Dès les premières lignes, la description de ce village, à l'écart du monde, soumis à la modernité qui le ravage dans tous les sens du terme (dégâts sur l'environnement, pas de travail, abandon de sa population, alcoolisme ...) prend une autre dimension sous la plume de l'auteur. Comment expliquer que ce que nous avons sous les yeux et que n'importe qui rejetterait, attire le regard et donne envie d'en savoir davantage ? Les personnages campés dans ce roman y sont sans doute pour quelque chose : entiers, durs car la vie les a rendus ainsi, battants pour l'un d'entre eux, vaincus pour les autres. 

J'ai apprécié d'emblée cette idée qu'un homme vienne s'échouer à Mourava pour compléter une humanité à laquelle manquait cette pièce. Car tout est représenté , de l'ancien soldat qui fabrique en sa cabane un alcool qui le tue à petit feu, à ceux qui rêvent d'un ailleurs improbable et ne tentent pas de le rejoindre, les blessés de la vie, les vaincus, les rejetés du monde comme cet ancien cosmonaute qui sera à l'origine du basculement du récit. Comme autant de déchets qui encombrent la terre, eux résistent et ne sont perçus par le monde que lorsqu'arrive l'Alexander Matrosov, le lien, l'espoir vite évanoui.

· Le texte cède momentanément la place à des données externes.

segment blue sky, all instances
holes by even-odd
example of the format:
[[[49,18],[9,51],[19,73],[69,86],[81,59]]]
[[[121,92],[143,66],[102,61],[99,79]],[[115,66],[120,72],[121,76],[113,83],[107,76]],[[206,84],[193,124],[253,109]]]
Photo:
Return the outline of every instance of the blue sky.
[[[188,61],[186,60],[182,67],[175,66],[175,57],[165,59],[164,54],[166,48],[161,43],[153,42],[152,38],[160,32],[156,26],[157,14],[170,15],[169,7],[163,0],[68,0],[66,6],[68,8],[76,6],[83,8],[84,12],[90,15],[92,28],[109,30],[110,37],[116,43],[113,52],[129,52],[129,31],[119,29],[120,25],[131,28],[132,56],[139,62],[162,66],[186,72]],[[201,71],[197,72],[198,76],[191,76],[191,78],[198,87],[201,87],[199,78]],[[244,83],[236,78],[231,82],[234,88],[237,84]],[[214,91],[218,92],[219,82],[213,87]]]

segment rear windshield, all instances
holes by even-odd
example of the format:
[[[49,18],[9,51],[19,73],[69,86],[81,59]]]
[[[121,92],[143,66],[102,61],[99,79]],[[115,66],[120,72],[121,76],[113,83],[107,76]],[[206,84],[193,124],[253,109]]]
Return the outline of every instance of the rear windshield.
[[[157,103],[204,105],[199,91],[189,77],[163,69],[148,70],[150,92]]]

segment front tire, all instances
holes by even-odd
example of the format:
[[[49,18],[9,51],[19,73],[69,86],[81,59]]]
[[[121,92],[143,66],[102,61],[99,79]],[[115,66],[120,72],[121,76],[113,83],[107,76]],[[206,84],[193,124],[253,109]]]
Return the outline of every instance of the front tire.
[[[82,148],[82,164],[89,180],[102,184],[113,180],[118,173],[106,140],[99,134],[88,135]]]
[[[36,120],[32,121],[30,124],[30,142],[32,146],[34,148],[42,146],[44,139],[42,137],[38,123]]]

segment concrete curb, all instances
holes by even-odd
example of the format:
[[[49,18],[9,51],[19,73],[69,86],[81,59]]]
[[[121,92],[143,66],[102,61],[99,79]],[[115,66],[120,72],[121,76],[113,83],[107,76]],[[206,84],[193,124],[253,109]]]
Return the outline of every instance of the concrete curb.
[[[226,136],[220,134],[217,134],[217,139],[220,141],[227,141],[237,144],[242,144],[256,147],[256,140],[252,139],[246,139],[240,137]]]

Puis le récit prend une autre tournure et se mettent en place les éléments d'un conte  : la sombre forêt, la cabane au bout d'un chemin jalonné de dangers, l'animal terrifiant et porteur de morale, la quête ... L'auteur nous taquine en débutant son récit par le chapitre 7 : le compte à rebours commence , que va-t-on découvrir ? Et arrivé au chapitre 1 devra-t-on reprendre la lecture ?

Un roman à échelle humaine qui pose en filigrane quelques questions sur l'environnement, l'attitude du gouvernement russe pour les siens, une population dont on ignore tout. Interessant de savoir qu'Olivier Bleys avait au départ prévu un récit de voyage (lui qui a eu la chance de voyager à bord de l'Orient Express !) qui s'est peu à peu mué en un roman qui mêle l'étrange au réalisme cru d'une observation qu'il a lui-même menée, le fantastique d'un imaginaire de conte populaire à la dure réalité. Je ne connaissais le fleuve Ienissei que par l'oeuvre de Jules Verne ,Michel Strogoff ! On peut ne rester que sur la fable ou bien entendre aussi les contradictions de la Russie d'aujourd'hui à travers ce tableau où les enfants du totalitarisme ne peuvent compter que sur eux-mêmes pour survivre.

Un roman que je vous invite à découvrir aussi pour la plume fluide et passionnée d'Olivier Bleys qui n'a pas son pareil pour dresser le portrait d'êtres particuliers.

Merci à Laure Watcher des éditions Albin Michel pour cette découverte.